Metasurface‐based triple‐band high‐gain Fabry–Perot cavity antenna

Abstract

A compact, high gain, single layer substrate-superstrate configuration based Fabry–Perot cavity (FPC) microstrip patch antenna (MPA) is designed. It consists of a single-frequency MPA on a substrate, along with a frequency-selective surface (FSS) which acts as a metasurface-superstrate. The FSS contains a periodic arrangement of unit cells in a square lattice, where each unit cell is structured by a simple design of H-shape. It works as a partially reflecting surface and is used as a superstrate by mounting the FSS layer over the conventional patch antenna using a Teflon spacer. Our design of single layer and single resonance FSS structure is used to obtain triple-band resonance on loading it as a superstrate on the MPA. The enhanced reflection phase of FSS plays a key role in obtaining triple-band performance. The relationship between the cavity height and the cavity resonance frequency is the foremost reason to achieve triple-band FPC-MPA from a single resonance MPA. The prototype antenna is fabricated, and the measured results show that the FPC antenna yields a peak gain of nearly 9.30, 10.00, and 9.60 dB at 8.90, 9.63, and 11.49 GHz, respectively in broad-side direction in both the planes. Gain enhancement of nearly 6, 4.50, and 5.50 dB, in all the three bands are achieved in both the planes, emphasizing the effect of stacking the superstrate on the conventional patch antenna.

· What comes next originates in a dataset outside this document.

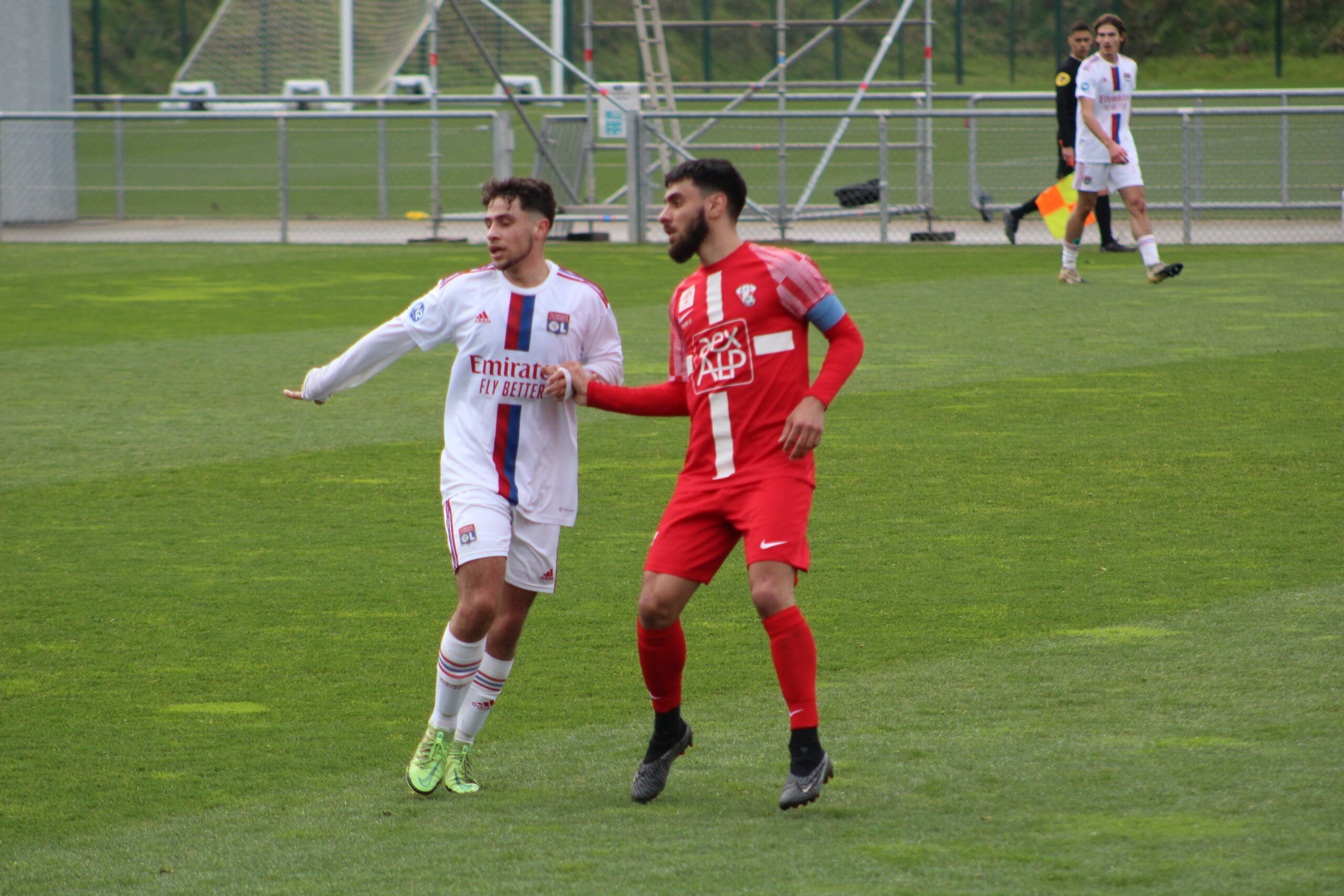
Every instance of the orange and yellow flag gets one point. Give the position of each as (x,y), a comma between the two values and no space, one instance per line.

The triple-band frequency response shows 3 dB gain bandwidths of 11.79%, 11.45%, and 9.56% at the three frequencies. A significant improvement in impedance bandwidth has been achieved in the measurements in all the three frequency bands, with the highest bandwidth improvement of 6.71% of the FPC antenna at 11.49 GHz. It is also reconfigurable as its operating frequency can be tuned within the X-band (8–12 GHz) range by a small change in the spacer thickness. In addition, it shows rotation angle-independent performance features.